Last edited by feraina; 09-22-2011 at 07:23 AM.
I was super impressed with Miyahara's SP. And ITA with ferania about the amount of transitions in her programs. She has great skating skills and is one of those few skaters that can handle non-stop changes of edges in the step sequences with ease. I also think she moves really well to the music for her age and has a spark depite being rough around the edges. I really like her relaxed shoulders and the ease she skates with. She seems to be using the entire body during her steps without over doing it and has a wide range movement compared to others. I see that as great potential to handle very interesting and dynamic choreography in the future. I think a lot of people are being overly critical of her "junvenile" presentation just because she looks about 8. But that doesn't mean she skates like she's 8.

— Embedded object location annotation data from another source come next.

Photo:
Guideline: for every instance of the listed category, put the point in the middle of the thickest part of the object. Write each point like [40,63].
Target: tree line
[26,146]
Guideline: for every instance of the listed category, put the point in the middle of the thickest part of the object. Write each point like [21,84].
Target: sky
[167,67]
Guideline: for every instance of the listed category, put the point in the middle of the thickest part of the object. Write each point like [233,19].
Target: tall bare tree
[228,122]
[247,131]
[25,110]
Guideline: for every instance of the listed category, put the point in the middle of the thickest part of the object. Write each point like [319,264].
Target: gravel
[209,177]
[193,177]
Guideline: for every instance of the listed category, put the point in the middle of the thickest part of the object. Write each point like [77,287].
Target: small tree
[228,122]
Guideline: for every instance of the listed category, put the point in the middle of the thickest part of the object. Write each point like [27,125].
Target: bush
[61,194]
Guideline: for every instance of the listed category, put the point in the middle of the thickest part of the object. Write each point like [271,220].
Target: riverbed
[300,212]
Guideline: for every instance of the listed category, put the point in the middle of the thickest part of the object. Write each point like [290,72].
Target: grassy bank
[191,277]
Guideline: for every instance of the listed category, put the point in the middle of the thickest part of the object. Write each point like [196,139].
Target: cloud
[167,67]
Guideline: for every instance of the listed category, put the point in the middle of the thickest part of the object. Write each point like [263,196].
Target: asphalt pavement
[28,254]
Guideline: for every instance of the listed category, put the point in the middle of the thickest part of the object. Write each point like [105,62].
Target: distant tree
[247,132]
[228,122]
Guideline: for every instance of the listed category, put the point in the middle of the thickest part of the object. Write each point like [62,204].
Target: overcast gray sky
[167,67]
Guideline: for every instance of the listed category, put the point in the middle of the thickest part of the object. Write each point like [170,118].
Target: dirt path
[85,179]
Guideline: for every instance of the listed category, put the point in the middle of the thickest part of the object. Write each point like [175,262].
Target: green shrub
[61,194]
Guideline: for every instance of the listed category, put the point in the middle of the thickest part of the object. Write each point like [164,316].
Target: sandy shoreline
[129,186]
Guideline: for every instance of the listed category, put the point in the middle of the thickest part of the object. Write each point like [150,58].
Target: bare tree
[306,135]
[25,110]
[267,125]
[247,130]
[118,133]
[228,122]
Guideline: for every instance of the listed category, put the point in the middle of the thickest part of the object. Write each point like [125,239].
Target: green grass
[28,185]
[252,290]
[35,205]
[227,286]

Last edited by shine; 09-22-2011 at 07:24 AM.
Although I agree Miyahara has a lot of spark, I am not overly impressed with her. She doesn't have the elegance I see from Risa Shoji or Lipnitskaya. However, I also think she has potential, but for now, she seems pretty average to me.
Short clip of Mao practicing her short program on her blog. There's a link to a Quicktime vid at the end of the entry.
- - -
Short Program "Scherherazade" desu.
Short program "Scherherazade" desu.
Since some years ago, whenever I went to Tatiana-sensei, (this piece) was on her list of music. I thought it was a kawaii* Scherherazade.
The music has a variety of tones so I want to show a variety of expressions that fits throughout this program.
*kawaii is the Japanese word for cute, but it also has other meanings too... lovely, charming, pretty... don't get too caught up in what the word "cute" implies in English.
whee, and now I can join the love!!
She is really expressive and musical for a 13-year-old! Cannot wait to see what will become of her in a couple of years!
And she had already more transitions in this one program than Ksenia Makarova had in all her programs put together.